Richard William Pearse was a part-time South Canterbury inventor who many believe beat the Wright brothers into the air and was robbed of his due glory. It is speculated Pearse flew and landed a powered heavier-than-air machine in Temuka on March 31, 1903, more than six months before the Wright brothers achieved flight at Kitty Hawk on December 17, 1903.
''This story is, without a doubt, one of New Zealand's greatest aviation mysteries,'' Will It Fly? film-maker Wayne Johnson says.
''This is a story that should be known by all New Zealanders. Pearse was a pioneer in the early world of aeronautics and, sadly, never really got the full credit that he so justly deserved.
''We should be celebrating a man of genius who did make a major contribution to the early aeronautical world of invention but, because of isolation, of location, from the rest of the world, his work was never fully realised and valued for what it was,'' he said.
''His thinking on aircraft design and construction in that early 1900s in rural South Canterbury was revolutionary and right up there with international standards and thinking of that time. His engine designs were remarkable for being very lightweight and for their power-to-weight ratio. His early tricycle-styled undercarriage airframe and mono-wing construction was also very forward-thinking.
''The overall concepts of his designs were right up there alongside other recognised international aeronautical inventors in the world all trying to solve the mystery and problems of controlled power flight.''
In February, 2008, Mr Johnson discovered retired West Auckland engineer Ivan Mudrovcich was building a working model of the Pearse aircraft and started the 119-minute feature documentary.
''All the essential ingredients were there for a great story, bar the two most important factors. There was no guaranteed outcome as to whether the plane would fly on its completion and no real time frame that the job would be finished by,'' he said.
''But, I did not want to find myself looking back knowing I had missed this great opportunity to do this and then finding, if I didn't do it, that the aircraft flew. I would have kicked myself for the rest of my living days.''
''That I survived changed my life forever and it was, without a doubt, the worst years of my career, until the late '90s,'' he recalled.
''None us of should have survived that night, while returning back to Gisborne in terrible weather conditions. The following months of investigation with the aftermath of that crash and its impact on Joe's family and friends were felt for many years afterwards. It was a tragic loss of a talented young man's life.''
He says he is unsure whether Pearse beat the Wrights into the air.

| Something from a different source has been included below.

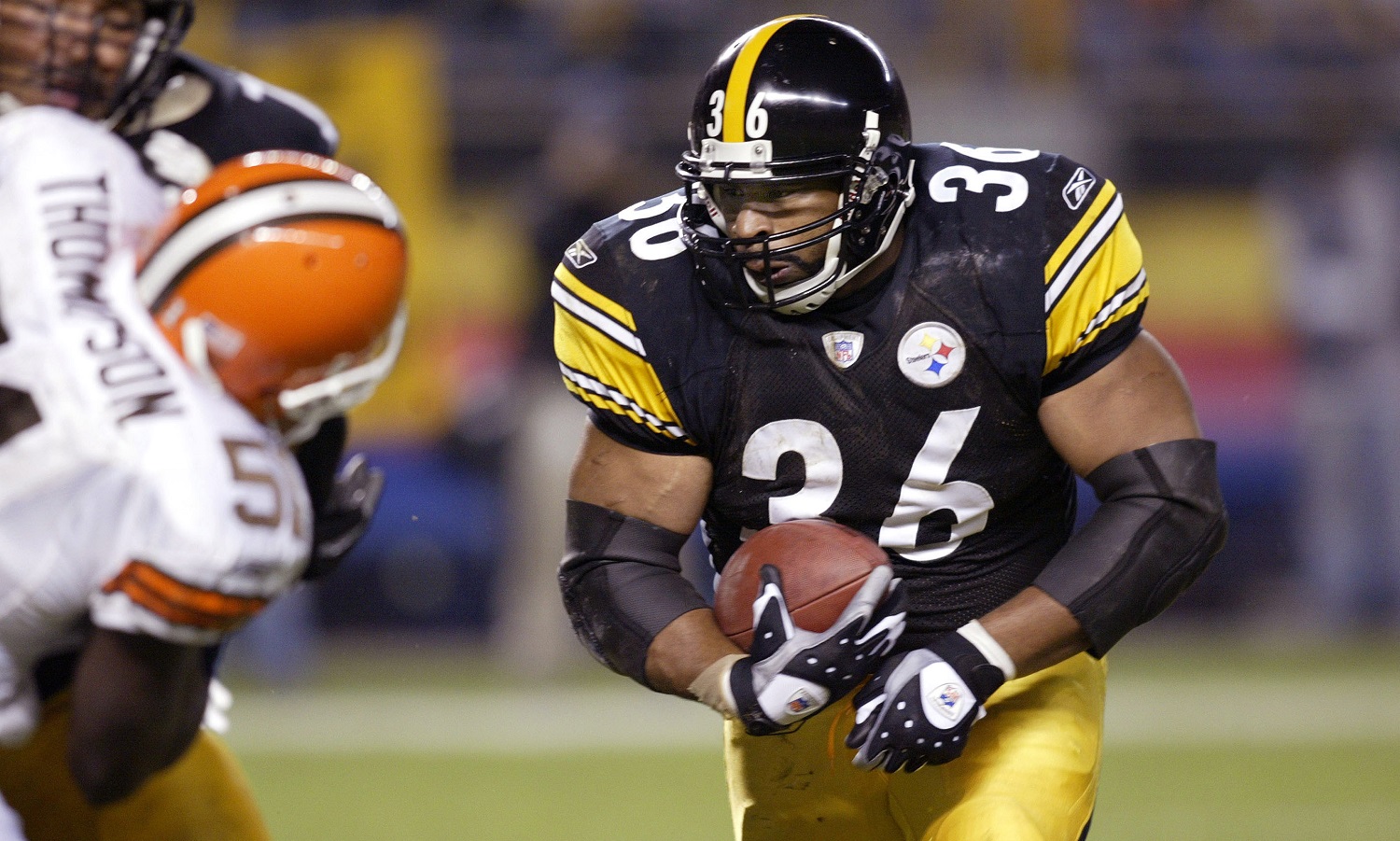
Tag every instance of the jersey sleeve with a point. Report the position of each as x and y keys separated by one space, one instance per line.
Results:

''It doesn't matter what I believe. But, something definitely happened with Pearse and his aircraft when he was testing and trying to get into the air. There were so many eyewitness accounts from people saying they saw Pearse airborne at some point and then crashing on to the top of a gorse hedge. There are other accounts of seeing the plane sitting on the gorse hedge after that test flight.
''But, the date or dates will always be the subject of debate and there are many possible theories by some people. I personally don't think that those eyewitness accounts of the Pearse flying attempts can be completely discounted. I just hope that maybe more information might still be out there that is yet to be discovered.''
Witnesses' statements at the time attested that Pearse sustained a height of about a metre in the air for about 30m on the March 1903 attempt down Main Waitohi Rd, adjacent to his Temuka farm, before he crashed on top of a gorse hedge.
However, no documentation or photographs of the achievement exist and Pearse did not court publicity or posterity and would receive no public credit for his work in his lifetime.
He moved to Milton in Otago in about 1911, but abandoned his flying experiments because of the hilly country. He moved back to Christchurch in the 1920s, where he began working on a personal flying car, but became reclusive and paranoid that foreign spies would steal his work and was committed to Sunnyside Mental Hospital in Christchurch in 1951, where he died two years later.
Most of his designs and paperwork are believed to have been destroyed at that time.
Whether fact or fiction, Pearse's achievement is celebrated in a line of tiles on the Lake Wanaka promenade, which commemorate world and New Zealand historic events.
The 1903 tile says that the first powered flight in history occurred in New Zealand, but generously adds at the bottom that the Wright brothers also achieved flight later that year. The documentary will still have an act to come after its screening.
''Ivan will be testing the aircraft in September or October to see what it is capable of and, if the results look good and we get the green light, we will have a shot at trying to get it into the air,'' Mr Johnson said.
''Will it fly? We don't know. But, then again, it just might.''
The film
Will It Fly? premieres at Rialto Cinema in Dunedin on August 1.